Peddling illusion created deceits such as Luckin Coffee, Theranos, WeWork and Wirecard; it is fomented expressly to cheat the naïve. We know many of those at the top of the financial food chain have made fortunes selling snake oil…again. We concur with Atwater, that “After the dot.com debacle and the housing crisis, the crowd won’t take kindly to yet another bubble burst.”
That brings us back to the subject of gold. How the fallacy that gold’s sole role is an inflation hedge has persisted in a post-Quantitative Easing world is a mystery. While gold positions were liquidated alongside that of every other asset class when Lehman Brothers collapsed in a rush to cash, gold’s rally preceded the rebound in the stock market by six months.
And then came a presidential election sufficiently contentious to alter the trajectory of uncertainty in America. While markets don’t provide perfect measures of tail risk, the Chicago Board Options Exchange’s SKEW index (yellow line) is a fair representation designed to capture the S&P 500’s vulnerability to a black swan event. For perspective, over the past 30 years, the SKEW’s long-term average has been about 120.
In December 2015, a Washington Post editorial warned that, “If Trump is the Republican nominee in 2016, there might not be a conservative party in 2020 either.” Not only did that moment in time mark gold’s lowest spot price (blue line) since then, the SKEW has averaged 132 and only dipped below 120 eight times.
Since the pandemic hit, millions of Americans have begun to openly discuss the sanctity of capitalism, the key underpinning of a stable democracy. Volatility reflects the further amplification of uncertainty. Since last June and despite the Fed’s exertions to suppress volatility, the SKEW has averaged 141, higher than the 140-line that denotes high tail risk. This May and June, it’s hit record highs north of 150. Gold, a post-QE disruption hedge, has persisted near its highs over this period.
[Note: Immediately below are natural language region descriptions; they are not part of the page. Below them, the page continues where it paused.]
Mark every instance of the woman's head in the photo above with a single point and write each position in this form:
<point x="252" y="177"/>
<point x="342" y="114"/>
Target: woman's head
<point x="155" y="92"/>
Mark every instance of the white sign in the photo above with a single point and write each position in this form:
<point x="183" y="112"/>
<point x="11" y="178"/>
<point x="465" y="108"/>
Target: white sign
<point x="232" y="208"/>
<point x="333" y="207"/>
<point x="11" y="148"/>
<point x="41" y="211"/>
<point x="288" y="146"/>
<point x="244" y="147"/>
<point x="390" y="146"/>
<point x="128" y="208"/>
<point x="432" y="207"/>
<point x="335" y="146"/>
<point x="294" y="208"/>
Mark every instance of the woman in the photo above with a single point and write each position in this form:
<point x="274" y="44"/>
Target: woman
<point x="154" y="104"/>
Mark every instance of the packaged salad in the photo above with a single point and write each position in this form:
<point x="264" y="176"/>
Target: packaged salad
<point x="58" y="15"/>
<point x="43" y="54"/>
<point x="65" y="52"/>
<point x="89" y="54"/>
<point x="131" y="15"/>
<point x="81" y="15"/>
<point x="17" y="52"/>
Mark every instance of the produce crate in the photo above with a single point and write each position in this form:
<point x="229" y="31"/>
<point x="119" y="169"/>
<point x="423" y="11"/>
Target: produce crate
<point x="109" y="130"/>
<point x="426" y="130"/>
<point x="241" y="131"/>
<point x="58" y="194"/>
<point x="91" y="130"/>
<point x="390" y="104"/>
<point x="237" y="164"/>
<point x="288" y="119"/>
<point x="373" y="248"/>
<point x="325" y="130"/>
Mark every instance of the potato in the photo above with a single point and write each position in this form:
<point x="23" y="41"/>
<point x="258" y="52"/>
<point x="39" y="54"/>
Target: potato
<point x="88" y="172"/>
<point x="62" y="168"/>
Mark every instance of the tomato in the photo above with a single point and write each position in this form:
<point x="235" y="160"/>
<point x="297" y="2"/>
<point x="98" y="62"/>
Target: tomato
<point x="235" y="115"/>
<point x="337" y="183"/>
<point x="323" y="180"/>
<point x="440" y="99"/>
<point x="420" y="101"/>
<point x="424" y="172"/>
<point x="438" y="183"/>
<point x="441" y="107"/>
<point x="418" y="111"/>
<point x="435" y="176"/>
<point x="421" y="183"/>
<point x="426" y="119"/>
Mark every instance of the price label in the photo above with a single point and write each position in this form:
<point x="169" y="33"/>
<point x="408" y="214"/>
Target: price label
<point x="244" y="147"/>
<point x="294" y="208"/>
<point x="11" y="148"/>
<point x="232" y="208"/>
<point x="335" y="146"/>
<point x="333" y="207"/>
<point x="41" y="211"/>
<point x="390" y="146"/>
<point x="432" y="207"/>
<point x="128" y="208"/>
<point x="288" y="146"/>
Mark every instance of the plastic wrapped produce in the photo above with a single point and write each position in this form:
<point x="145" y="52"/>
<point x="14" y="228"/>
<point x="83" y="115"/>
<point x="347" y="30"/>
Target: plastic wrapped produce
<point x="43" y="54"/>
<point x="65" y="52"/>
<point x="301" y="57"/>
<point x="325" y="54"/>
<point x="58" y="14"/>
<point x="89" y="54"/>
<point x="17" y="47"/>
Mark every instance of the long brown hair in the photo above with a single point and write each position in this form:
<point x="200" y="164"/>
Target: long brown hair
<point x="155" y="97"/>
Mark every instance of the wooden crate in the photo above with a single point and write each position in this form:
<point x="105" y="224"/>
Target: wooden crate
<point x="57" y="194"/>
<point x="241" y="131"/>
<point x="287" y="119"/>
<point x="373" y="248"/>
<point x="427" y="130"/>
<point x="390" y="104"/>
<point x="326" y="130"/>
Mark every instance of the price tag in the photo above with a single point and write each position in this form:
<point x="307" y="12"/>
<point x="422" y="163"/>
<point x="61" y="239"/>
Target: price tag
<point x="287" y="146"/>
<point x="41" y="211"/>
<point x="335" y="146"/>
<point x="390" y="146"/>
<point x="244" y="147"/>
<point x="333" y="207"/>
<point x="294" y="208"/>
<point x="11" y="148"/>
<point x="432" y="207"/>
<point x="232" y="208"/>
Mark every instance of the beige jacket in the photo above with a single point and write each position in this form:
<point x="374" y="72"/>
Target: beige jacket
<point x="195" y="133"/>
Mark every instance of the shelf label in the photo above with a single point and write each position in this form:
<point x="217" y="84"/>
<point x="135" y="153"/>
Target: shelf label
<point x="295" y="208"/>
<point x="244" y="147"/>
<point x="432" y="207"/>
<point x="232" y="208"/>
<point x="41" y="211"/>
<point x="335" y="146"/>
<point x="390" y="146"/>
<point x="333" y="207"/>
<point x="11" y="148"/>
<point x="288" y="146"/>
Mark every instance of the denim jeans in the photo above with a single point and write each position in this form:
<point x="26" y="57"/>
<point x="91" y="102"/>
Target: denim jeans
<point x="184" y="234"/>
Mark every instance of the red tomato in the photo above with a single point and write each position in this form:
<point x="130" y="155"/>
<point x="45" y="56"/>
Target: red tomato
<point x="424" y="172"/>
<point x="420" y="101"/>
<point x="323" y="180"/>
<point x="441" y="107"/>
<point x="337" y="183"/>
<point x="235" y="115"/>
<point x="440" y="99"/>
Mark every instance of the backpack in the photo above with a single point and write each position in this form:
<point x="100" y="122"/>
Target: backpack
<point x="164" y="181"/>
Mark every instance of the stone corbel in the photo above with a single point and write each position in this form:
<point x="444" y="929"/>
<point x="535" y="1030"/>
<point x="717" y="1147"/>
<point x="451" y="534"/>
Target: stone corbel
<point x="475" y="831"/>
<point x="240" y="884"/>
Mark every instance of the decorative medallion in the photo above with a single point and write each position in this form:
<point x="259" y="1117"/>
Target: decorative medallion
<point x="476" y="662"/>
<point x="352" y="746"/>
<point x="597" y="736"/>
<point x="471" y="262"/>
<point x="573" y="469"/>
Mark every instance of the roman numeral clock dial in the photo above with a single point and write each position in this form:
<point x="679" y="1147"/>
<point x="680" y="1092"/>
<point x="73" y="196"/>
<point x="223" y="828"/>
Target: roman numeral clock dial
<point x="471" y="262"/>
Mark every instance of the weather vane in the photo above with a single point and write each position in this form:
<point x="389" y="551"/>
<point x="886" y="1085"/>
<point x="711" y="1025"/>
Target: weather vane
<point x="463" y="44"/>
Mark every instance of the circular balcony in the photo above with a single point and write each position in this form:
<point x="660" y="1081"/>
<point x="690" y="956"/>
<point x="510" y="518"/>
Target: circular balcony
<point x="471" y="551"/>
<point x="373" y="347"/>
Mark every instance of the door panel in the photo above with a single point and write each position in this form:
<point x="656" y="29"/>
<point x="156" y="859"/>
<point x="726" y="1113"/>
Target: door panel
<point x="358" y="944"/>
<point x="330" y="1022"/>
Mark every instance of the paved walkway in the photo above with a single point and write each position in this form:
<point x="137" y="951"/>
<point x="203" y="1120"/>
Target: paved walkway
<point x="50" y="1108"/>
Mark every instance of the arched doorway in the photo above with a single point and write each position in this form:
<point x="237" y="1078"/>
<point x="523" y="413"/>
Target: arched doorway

The confusion that’s followed last week’s FOMC meeting sent gold tumbling, pushing it down by 10% from its recent high. We’re not convinced the Fed will have the luxury of time to even begin to normalize. We look instead to the investing public waking to the Senate Parliamentarian’s pronouncement that Democrats couldn’t force two more slugs of spending bills in the 2021 calendar year via reconciliation. It’s no coincidence that the yield on the 10-year Treasury has slumped by 18 basis points since that June 3rd moment; the dollar (red line) has also risen back towards its 2021 highs. Regardless of where the inflation debate lands, gold should perform as well as tea tree oil on a bad skin infection.